It’s easy to reject Second Life as an eParticipation platform, but Birmingham City Council is just about to launch a virtual model of the planned £193m Library of Birmingham. I spoke to representatives of the Council and the company that they are working with to find out what they are doing, and how they are making the virtual library accessible to a wide audience. What I found was fascinating, and I really think Second Life deserves a second look.
Second Life is a virtual world that allows users to assume a second identity and explore a digital three-dimensional world. It’s not difficult to see how this could be used to enable people to “go” to places they wouldn’t otherwise visit, network with people from far away, or take part in virtual events. That’s the theory; but my big issue with Second Life is that it is a very niche audience and it takes quite a lot of effort to download the software and work out how to use it. Once you’re in there, it’s great to be able to look at these virtual buildings and access information; but I can view videos, read text, and chat to friends much more easily using the internet outside Second Life. So why would a city council be interested in Second Life?
Digital Birmingham, Birmingham Library service and Daden Limited (a local digital media virtual world company) have been building a virtual model of the new Library of Birmingham in Second Life. Work on the physical library started this year, but it will not be finished until 2013. In the meantime, the virtual model will show staff and citizens what the library will look like when it is finished and allow them to give their views on how the inside should look and be used. They are also exploring the possibility of providing library services to those who cannot attend in person.
For me, the breakthrough is how Birmingham is making an effort to take the virtual library to Birmingham’s citizens so that it doesn’t just sit on a server without anybody noticing. As Simon Whitehouse from Digital Birmingham said:
“In virtual reality environments, people don’t stumble across things on the way to the shops and say ‘ooh, there’s the library – I think I’ll have a look.’ You have to let them know it is there.”
The council is doing this in several ways. Firstly, staff are going to Birmingham’s 40 community libraries and to schools, showing the virtual model using laptops and projectors. Of course people will then be able to go and explore it themselves online, and even show it to their families and friends. Public computers within the libraries have been given access to Second Life to allow the public to do this when the virtual Library of Birmingham is launched.
Secondly, as Daden’s Soulla Stylianou told me:
“We are making every effort to ensure people can access the model right in their browser, without having to use Second Life software, for example by taking video extracts that can be posted on a conventional website.

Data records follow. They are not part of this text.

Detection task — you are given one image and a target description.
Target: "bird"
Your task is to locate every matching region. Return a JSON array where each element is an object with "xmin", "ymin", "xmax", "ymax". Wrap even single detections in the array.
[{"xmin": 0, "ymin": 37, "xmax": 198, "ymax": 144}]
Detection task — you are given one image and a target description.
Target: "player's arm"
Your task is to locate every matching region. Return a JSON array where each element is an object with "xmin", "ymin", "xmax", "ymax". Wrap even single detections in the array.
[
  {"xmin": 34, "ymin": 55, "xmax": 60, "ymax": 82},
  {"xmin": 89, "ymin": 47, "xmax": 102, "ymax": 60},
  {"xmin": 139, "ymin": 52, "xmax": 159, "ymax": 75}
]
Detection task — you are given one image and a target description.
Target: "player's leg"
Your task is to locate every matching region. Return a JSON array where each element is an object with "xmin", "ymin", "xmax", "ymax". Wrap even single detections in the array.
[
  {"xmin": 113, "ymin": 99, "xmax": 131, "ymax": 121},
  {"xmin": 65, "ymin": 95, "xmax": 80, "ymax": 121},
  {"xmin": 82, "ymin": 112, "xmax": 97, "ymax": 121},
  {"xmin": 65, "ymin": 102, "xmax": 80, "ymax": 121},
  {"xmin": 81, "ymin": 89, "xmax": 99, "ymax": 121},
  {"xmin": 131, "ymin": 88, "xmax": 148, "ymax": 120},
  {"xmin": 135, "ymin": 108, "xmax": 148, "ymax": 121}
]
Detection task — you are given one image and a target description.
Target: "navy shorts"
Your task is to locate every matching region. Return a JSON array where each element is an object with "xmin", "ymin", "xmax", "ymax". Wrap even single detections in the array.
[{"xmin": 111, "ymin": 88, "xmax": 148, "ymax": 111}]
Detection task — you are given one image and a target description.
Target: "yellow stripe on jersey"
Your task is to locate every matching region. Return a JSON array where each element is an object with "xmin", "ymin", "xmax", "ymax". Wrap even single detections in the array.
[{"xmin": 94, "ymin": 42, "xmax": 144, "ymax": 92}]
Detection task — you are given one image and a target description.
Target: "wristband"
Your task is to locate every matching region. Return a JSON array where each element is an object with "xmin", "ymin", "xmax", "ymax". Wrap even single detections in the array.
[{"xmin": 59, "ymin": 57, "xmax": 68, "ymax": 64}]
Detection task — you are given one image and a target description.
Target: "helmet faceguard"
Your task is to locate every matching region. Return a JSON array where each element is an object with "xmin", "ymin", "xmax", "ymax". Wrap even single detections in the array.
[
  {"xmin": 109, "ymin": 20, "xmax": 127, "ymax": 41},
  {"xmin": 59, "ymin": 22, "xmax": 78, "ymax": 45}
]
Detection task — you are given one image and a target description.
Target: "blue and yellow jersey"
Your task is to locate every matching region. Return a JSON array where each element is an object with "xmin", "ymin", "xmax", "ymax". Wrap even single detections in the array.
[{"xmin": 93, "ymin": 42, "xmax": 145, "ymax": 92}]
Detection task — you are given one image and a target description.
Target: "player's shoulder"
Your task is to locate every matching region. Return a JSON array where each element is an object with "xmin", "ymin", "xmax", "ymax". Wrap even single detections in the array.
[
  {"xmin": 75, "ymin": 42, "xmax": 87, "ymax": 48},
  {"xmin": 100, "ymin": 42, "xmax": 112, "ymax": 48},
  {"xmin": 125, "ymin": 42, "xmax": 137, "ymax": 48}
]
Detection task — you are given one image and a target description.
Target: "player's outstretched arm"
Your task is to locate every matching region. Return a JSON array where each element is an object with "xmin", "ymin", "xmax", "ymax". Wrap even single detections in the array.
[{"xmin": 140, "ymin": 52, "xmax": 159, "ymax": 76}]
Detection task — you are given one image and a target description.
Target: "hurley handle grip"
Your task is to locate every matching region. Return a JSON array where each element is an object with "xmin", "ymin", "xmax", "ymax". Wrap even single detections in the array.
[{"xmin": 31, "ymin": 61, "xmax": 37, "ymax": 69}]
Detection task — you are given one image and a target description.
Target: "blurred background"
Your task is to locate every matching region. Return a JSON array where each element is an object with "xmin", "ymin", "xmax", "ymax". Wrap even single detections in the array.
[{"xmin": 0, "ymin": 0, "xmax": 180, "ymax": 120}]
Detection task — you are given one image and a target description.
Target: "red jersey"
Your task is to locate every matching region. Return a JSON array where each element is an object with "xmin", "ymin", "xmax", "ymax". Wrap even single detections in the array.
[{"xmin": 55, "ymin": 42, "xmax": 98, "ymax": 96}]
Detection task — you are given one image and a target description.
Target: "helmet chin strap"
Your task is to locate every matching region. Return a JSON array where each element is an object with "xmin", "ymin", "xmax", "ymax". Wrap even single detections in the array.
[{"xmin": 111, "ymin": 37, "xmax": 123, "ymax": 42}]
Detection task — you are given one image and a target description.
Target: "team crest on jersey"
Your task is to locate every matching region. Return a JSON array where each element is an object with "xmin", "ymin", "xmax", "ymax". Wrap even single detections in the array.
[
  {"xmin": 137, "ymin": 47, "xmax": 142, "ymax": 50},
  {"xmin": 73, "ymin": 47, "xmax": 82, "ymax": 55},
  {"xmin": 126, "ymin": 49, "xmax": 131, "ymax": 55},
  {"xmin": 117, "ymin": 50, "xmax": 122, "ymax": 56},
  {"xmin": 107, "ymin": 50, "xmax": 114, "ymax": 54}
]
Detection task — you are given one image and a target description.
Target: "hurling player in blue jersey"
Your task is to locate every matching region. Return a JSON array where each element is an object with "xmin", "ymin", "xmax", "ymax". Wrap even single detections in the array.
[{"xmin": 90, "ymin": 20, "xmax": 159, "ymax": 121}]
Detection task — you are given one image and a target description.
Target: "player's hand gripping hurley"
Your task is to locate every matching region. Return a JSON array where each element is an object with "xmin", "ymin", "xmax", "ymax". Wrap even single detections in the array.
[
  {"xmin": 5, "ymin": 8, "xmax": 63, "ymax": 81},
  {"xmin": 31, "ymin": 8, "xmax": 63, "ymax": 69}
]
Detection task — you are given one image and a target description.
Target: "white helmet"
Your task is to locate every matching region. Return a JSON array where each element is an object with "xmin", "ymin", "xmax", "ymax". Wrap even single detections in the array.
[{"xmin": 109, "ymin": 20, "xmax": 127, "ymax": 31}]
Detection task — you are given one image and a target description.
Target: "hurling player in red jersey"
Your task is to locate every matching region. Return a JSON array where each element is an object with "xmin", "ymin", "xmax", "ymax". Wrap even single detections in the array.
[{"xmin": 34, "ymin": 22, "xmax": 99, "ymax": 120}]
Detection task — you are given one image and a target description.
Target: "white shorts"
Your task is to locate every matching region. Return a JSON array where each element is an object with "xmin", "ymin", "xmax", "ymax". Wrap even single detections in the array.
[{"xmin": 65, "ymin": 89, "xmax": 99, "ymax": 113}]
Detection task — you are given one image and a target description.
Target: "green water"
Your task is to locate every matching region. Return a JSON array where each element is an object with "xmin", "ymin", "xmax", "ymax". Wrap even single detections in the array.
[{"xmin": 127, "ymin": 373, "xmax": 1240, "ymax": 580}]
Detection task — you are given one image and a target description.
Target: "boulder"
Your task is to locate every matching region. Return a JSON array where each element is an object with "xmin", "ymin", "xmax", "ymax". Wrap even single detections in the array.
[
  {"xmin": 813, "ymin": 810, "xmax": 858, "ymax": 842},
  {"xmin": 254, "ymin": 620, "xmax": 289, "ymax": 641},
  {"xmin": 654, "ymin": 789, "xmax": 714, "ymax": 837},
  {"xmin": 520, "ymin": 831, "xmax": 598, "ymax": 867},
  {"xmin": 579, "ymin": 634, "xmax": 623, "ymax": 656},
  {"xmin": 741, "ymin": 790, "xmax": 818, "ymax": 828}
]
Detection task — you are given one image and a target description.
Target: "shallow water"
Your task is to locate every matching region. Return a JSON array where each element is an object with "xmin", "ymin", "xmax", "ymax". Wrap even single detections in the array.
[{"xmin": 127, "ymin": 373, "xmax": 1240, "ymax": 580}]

The blogging community has reported that Linden Lab‘s rumoured ‘Project Skylight’ viewer allows Second Life access through a browser, which we will try to make use of.”
As staff from the Library service have found, the possibilities are endless, including giving guided tours, holding events in the virtual library, offering services to people who have mobility problems… even taking a guided tour whilst sitting on a book! There are plans to use the model long after the physical Library of Birmingham is complete, possibly for new ways of accessing and visualising information.
David Burden, Daden’s Managing Director, said:
“We think that one of the keys to the library build is the way in which it can be used for a wide variety of tasks – from discussions about layout, through staff training to the delivery of real services. This multi-functional aspect gives people far more reasons to engage with the build, and makes for a far more cost-effective project.”
At the recent Beyond 2010 Conference and Hello Business events in Birmingham, Neelie Kroes (Vice President of the European Commission and Digital Agenda Commissioner), Birmingham’s Lord Mayor and conference delegates were offered a sneak preview of the virtual library and – as Daden and Digital Birmingham assure me – the reception was very positive.
So, contrary to my initial scepticism, I would give Second Life a second chance and I think that other local authorities should be watching closely when the virtual Library of Birmingham is launched.